The chemicals sector is benefiting from the on-going US economic growth. US chemicals production growth is expected to increase 3.7 % in 2015 and 3.9 % in 2016 (after growing 2 % in 2014).

United States

  • Growing competitive edge and increasing investments
  • Insolvencies expected to decrease further
  • Some caution advised for the energy sector






The US chemicals industry accounts for about 15% of global chemicals output and employs more than 800,000 people. In 2014, it contributed about 12% to US merchandise exports.Chemicals is a broad ranging sector and an ingredient in a variety of products, touching around 95% of manufactured goods in the US, and is therefore highly exposed to the broader economy and manufacturing activity. Growth in the chemicals sector typically follows GDP expansion or contraction.

The chemicals sector is benefiting from the on-going US economic growth, which is forecast to increase 2.5% in 2015 and 2.8% in 2016. US chemicals production growth is expected to increase 3.7% in 2015 and 3.9% in 2016 (after growing 2% in 2014).
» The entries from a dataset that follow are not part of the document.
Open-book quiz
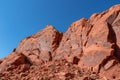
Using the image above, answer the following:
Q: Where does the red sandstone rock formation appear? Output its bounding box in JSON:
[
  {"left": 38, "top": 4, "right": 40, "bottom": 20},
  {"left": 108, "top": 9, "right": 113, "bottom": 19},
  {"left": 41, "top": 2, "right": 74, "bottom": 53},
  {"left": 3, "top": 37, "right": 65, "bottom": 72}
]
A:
[{"left": 0, "top": 5, "right": 120, "bottom": 80}]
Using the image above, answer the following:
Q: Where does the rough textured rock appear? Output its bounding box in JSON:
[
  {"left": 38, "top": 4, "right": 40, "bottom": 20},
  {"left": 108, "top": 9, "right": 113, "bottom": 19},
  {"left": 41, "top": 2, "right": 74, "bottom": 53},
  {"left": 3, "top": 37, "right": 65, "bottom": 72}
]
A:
[{"left": 0, "top": 4, "right": 120, "bottom": 80}]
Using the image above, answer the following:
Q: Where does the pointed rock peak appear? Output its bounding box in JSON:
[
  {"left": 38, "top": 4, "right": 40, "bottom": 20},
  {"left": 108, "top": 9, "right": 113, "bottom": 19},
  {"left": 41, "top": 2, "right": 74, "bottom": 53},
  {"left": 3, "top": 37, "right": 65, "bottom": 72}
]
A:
[{"left": 45, "top": 25, "right": 56, "bottom": 30}]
The development of shale gas and the surge of natural gas liquids supply has changed the status of the US, from being a high cost  producer to one of the lowest-cost producers globally. This shift in competitiveness has boosted export demand, despite the strong US dollar (the dollar has risen 25% relative to the euro since May 2014). It also drives significant flows of new capital investment in the US chemicals sector. Since 2011, the US share of global chemicals industry investment has increased, and this trend will continue. Capital spending has surged since 2011 and amounted to USD 36.28 billion in 2014. It is forecast to reach USD 49 billion by 2019, more than double the level of spending in 2009.





The credit quality of US chemicals companies remained stable in 2014. The availability of low-cost natural gas, a key input for many chemicals companies, has led to favourable performance for petrochemicals and downstream sectors (such as the refining and fertilizer subsectors). The US petrochemicals industry retains advantages in the global market even as oil prices, and oil-based feedstock prices, decline. Petrochemicals prices have some correlation to oil prices, meaning the current low oil prices will hurt revenues for certain products and companies, but the US industry’s use of natural gas-based feedstock will remain positive.

Besides that, the industry as a whole benefits from lower operating costs resulting from cost restructuring, generally high cash balances, and improved debt maturities profiles compared to a few years ago. More than 85% of companies rated within the US chemicals sector have stable outlooks from Standard & Poor’s with a median rating of ‘BB’.

US chemicals businesses’ profit margins are generally stable, and the amount of protracted payments in this sector is low. On average, payments in the chemicals industry take between 90 and 90 days. After decreasing in 2014, chemicals insolvencies are expected to decrease further in 2015.





Our underwriting approach to the chemicals sector remains generally positive to neutral. As the sector is highly fragmented and dependent on the broader economy and input costs, we scrutinise single subsector trends and end-markets. While being more relaxed on the plastics subsector, the energy subsector generally requires a more cautious underwriting approach due to the lower oil price.

Access to financial information is difficult, but is essential when considering large deals. We continue to review distressed risks on a quarterly or bi-annual basis and use both third party credit agency information and confidential credit sources to support our assessment of the appropriate level of cover.